The bug has been closed via the following commit(s): https://gitweb.gentoo.org/repo/gentoo.git/commit/?id=e74afa2c5f42fbc0ff31574a7796c7ee39727e9f commit e74afa2c5f42fbc0ff31574a7796c7ee39727e9f Author: Alfredo Tupone <tupone@gentoo.org> AuthorDate: 2024-04-04 09:19:35 +0000 Commit: Alfredo Tupone <tupone@gentoo.org> CommitDate: 2024-04-04 09:20:03 +0000 sci-libs/caffe2: add 2.2.2 Closes: https://bugs.gentoo.org/928339 Signed-off-by: Alfredo Tupone <tupone@gentoo.org> sci-libs/caffe2/Manifest | 1 + sci-libs/caffe2/caffe2-2.2.2.ebuild | 269 ++++++++++++++++++++++++++++++++++++ 2 files changed, 270 insertions(+)
This bug has not been fixed by caffe2-2.2.2 and the two patches I linked earlier are still required.

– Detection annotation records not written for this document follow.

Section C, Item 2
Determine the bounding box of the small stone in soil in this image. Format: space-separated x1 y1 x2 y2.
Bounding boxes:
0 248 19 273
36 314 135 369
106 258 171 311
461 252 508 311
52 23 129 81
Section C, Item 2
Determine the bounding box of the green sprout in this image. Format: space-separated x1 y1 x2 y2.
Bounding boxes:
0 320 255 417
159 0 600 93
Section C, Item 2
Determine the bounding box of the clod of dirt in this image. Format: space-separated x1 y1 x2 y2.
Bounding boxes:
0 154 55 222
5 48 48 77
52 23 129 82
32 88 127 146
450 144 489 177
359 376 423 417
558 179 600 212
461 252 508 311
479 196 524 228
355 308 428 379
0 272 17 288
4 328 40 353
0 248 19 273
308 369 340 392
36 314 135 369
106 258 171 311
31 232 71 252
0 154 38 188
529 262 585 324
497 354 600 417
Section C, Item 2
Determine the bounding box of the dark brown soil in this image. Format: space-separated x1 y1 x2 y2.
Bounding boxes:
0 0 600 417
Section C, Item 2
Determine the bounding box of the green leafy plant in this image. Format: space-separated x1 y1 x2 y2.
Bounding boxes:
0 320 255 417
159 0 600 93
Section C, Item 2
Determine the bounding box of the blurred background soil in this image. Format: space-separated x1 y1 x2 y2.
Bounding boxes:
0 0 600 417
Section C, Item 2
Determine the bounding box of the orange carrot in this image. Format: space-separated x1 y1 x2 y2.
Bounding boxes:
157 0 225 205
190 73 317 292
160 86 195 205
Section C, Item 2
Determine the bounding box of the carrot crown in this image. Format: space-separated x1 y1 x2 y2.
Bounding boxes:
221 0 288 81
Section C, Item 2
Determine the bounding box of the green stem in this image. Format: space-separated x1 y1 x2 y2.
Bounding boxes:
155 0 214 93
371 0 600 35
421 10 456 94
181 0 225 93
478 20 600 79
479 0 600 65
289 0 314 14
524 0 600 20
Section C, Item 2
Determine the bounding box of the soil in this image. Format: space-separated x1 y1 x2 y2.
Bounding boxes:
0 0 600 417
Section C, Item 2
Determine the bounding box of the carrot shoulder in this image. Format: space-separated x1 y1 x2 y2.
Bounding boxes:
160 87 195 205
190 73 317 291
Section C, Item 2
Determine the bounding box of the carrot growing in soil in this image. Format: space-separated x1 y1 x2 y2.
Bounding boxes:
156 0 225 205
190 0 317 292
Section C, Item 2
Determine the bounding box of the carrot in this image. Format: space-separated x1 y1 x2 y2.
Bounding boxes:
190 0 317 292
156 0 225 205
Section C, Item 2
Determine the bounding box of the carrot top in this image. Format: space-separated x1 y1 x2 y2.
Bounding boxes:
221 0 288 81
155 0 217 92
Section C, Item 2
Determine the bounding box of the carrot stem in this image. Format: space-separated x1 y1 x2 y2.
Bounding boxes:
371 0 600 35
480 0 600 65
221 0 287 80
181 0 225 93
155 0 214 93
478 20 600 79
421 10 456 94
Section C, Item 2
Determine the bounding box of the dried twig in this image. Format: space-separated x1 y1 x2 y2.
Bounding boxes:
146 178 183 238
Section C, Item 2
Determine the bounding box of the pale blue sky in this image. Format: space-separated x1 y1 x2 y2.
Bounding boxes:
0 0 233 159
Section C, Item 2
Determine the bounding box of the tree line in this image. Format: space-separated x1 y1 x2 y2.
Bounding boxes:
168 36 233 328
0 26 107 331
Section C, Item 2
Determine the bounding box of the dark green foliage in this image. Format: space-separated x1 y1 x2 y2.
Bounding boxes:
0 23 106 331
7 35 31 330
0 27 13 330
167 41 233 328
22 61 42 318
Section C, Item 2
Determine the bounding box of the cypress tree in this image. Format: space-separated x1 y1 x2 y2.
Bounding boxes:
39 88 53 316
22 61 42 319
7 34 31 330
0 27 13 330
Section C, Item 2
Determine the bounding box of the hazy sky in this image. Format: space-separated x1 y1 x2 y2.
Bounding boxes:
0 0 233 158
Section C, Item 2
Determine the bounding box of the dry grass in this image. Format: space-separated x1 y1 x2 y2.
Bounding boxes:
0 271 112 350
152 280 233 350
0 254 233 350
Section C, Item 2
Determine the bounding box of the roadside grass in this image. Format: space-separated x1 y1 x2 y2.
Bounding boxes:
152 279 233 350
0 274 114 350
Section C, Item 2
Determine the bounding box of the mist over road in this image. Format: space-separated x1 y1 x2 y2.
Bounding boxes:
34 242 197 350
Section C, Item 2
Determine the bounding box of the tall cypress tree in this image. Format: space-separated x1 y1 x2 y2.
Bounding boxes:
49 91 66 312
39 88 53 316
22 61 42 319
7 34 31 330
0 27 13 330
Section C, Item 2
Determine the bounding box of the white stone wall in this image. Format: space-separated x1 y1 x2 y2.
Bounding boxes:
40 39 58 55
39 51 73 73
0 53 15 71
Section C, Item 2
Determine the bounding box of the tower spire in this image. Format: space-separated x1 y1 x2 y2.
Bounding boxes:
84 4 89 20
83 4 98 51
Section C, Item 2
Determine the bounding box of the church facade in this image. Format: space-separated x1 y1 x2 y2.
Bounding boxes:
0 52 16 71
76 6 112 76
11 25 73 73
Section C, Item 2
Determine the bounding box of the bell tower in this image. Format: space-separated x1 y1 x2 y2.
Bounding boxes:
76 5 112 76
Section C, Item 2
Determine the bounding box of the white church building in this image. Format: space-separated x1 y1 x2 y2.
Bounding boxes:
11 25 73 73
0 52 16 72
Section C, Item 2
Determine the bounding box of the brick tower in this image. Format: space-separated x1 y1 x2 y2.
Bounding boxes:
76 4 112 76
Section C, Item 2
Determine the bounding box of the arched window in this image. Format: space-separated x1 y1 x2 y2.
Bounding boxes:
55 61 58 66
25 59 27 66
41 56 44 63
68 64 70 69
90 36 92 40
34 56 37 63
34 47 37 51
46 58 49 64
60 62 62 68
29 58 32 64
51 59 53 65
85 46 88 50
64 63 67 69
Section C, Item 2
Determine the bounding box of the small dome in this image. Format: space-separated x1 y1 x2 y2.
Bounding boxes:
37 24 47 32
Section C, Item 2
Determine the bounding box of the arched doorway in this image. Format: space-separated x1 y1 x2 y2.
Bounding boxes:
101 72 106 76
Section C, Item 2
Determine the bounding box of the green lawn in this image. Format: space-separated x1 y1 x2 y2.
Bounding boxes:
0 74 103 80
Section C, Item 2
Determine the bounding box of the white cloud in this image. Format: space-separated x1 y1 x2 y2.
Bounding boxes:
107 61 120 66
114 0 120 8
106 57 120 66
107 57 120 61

(In reply to Ștefan Talpalaru from comment #8) > This bug has not been fixed by caffe2-2.2.2 and the two patches I linked > earlier are still required. I knew. I put a blocking, wait for upstream, unless they 'll take too long. Multumesc
> I put a blocking, wait for upstream, unless they 'll take too long. Upstream fixed it in 2.3.0, but the ebuild was not updated to remove the dep version limitation in "<dev-util/nvidia-cuda-toolkit-12.4.0:=[profiler]".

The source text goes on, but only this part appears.